2010-04-14
A. Martins Ribeiro - Terras de Valdevez
Meu bom amigo J.Marques: como me convenceu de que você iria passar com facilidade pelo cú da agulha e sentar-se refastelado á direita da mão do Pai, desta vez estou aqui a pedir-lhe humildemente que, nessa circunstância, interceda por mim, miserável pecador. Claro que para que tal aconteça, o amigo terá de ir indo á minha frente, mas não leve a mal. E quando o Pai me passar a respectiva guia de marcha, lá do seu etéreo assento, O convença então para me receber também, mesmo que seja á sua esquerda. Não pretendo ensinar o padre-nosso ao vigário, porque o amigo Marques, perspicaz e desenrascado como é, saberá muito bem o que dizer ao Pai mas, permita-me que lhe sugira alguns tópicos, como em jeito de cábula:
— Senhor, não mandeis o M.Ribeiro para o inferno porque ele, além de ter sido um pobre diabo, não era mau tratante. Cometeu o dislate de tentar defender a vossa Igreja, porque pensava que ainda era vossa não tendo, como eu, percebido a tempo que já o não era, que a dita vossa Igreja era uma Instituição retrógrada, parada no tempo e que se fechou ás luzes brilhantes da civilização, que proibia o casamento dos seus padres, condenava o aborto, a eutanásia e os panascas, que vivia no meio do ouro e da riqueza como adoradora de ídolos com pés de barro. Peço-vos, Senhor, que não retenhais os seus muitos pecados, sobretudo os do seu pouco recato, pois admirava e gostava de lindas mulheres, os da sua fraqueza com os bons petiscos como o arroz de lampreia feito pelo Vieira, o carneiro assado em forno de lenha, conhecido e registado na sua terra como “foda”, o ensopado de borrego pelo qual lhe caíam os beiços, o tentador leitão, um saboroso arroz de frango caseiro, a fugir, e as gostosas pingas do alvarinho e do adamado, cæterosque omnes pecados seus. Mas sabeis, Senhor? Há uma outra razão importante e primordial para mim: é que se o mandais para o chavelhudo nunca mais poderei esgrimir com ele nem conhecê-lo pessoalmente.

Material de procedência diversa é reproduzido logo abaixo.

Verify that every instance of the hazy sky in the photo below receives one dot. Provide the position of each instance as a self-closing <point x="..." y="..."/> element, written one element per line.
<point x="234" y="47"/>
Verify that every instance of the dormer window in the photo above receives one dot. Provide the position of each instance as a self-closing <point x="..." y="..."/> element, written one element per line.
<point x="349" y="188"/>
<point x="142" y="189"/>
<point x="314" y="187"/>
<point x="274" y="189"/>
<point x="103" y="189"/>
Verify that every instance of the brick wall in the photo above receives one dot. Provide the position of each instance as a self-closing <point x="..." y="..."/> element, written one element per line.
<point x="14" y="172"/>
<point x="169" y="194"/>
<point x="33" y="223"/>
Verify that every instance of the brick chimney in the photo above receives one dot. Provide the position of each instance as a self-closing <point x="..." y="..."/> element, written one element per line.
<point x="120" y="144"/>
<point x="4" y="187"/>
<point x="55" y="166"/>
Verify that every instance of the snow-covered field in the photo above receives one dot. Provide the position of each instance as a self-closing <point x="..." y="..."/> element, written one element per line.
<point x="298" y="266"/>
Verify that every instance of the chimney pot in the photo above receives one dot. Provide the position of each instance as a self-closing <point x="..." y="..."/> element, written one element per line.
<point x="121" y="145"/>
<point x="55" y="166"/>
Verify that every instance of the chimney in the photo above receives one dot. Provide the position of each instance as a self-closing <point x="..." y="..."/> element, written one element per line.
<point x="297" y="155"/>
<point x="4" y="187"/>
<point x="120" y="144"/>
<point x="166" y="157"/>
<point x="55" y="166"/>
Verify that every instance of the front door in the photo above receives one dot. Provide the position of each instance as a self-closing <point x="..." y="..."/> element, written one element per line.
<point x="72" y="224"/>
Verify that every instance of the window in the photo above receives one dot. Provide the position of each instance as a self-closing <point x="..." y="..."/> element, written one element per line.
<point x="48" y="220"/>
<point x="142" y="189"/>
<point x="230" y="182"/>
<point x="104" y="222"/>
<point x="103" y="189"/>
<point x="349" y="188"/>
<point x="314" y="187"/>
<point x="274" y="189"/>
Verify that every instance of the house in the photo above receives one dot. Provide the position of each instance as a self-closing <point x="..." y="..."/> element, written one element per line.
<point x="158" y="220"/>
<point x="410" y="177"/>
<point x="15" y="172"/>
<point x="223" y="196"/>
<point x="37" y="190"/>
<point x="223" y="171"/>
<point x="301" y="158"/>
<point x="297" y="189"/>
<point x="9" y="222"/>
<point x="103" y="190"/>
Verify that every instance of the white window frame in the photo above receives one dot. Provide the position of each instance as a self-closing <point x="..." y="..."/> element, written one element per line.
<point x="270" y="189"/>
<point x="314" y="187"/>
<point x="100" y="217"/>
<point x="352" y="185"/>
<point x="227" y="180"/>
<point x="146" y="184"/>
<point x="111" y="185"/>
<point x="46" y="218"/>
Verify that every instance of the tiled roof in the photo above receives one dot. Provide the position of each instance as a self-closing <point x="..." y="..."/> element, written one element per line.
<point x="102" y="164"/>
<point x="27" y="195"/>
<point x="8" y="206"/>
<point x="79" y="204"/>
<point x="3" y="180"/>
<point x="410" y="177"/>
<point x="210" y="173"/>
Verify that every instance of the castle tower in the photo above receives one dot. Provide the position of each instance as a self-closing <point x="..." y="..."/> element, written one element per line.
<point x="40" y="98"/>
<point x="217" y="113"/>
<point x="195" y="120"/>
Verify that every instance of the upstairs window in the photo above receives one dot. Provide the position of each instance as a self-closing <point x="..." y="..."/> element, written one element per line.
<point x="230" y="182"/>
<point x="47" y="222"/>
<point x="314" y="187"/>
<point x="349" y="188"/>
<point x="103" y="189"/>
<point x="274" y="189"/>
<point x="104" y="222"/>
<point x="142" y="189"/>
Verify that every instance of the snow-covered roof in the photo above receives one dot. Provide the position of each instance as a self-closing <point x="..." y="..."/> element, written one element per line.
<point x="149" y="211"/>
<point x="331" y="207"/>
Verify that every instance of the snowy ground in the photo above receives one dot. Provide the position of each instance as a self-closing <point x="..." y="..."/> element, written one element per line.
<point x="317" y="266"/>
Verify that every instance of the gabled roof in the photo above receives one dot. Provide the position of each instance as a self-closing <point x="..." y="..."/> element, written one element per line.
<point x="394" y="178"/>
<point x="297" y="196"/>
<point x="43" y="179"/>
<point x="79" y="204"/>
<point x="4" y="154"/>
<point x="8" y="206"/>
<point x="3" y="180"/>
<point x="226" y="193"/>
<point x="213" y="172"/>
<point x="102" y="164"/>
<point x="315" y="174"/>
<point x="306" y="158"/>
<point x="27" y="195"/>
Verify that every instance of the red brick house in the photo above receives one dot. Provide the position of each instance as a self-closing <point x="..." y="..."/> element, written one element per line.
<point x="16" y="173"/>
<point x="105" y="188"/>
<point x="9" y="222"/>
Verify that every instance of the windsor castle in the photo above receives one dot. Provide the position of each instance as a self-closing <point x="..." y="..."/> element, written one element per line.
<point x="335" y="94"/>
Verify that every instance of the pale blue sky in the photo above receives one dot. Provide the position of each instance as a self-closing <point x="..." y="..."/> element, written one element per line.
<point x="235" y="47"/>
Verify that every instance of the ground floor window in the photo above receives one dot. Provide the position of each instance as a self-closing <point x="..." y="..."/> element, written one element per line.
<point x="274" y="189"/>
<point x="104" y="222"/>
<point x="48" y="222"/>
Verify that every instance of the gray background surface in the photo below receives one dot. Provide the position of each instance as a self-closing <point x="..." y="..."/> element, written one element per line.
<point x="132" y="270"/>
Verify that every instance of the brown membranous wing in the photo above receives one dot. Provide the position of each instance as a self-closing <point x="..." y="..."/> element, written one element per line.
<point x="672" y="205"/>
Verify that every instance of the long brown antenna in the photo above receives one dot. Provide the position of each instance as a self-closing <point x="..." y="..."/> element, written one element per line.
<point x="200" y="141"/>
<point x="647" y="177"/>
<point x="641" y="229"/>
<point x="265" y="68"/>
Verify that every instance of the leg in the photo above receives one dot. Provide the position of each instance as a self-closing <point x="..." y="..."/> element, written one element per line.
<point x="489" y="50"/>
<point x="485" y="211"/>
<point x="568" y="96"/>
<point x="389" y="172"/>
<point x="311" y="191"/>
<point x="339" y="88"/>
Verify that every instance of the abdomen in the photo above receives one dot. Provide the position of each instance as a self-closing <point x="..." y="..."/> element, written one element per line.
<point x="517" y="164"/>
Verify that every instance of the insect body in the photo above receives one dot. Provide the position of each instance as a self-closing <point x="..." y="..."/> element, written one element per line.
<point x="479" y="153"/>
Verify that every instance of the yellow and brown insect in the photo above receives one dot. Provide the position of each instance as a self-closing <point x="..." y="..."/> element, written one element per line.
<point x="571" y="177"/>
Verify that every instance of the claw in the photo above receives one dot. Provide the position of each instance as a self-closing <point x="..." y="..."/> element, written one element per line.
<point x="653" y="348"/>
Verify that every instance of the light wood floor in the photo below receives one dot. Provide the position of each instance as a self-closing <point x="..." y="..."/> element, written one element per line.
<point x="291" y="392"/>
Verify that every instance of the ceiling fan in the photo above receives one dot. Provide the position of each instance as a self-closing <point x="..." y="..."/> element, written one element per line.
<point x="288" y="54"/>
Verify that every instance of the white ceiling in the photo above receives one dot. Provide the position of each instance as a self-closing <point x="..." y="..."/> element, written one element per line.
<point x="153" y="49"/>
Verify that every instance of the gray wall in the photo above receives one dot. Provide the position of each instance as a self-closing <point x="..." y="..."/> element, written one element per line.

— Porquê, meu filho J.Marques? Tu não o conheceste e não estiveste com ele lá em baixo?
— Perdoai-me, meu Pai, mas inventei sempre inúmeras e mesmo esfarrapadas desculpas, até daquelas pr’a boi dormir, só para não me encontrar com ele cara a cara, nem com outros companheiros.
— Apesar de isso, meu Filho, ter sido uma grande malandrice tua, está bem; Eu vou mandá-lo vir. Mas, quando chegar não lhe vou conceder privilégios iguais aos teus e, como ele os não merece, vou encarregá-lo de limpar os lavabos aqui do Céu.
Caro J.Marques se interceder da forma que expus ou com outros termos parecidos, ficar-lhe-ei, então sim, eternamente grato … e ao Senhor também!
Abreijos!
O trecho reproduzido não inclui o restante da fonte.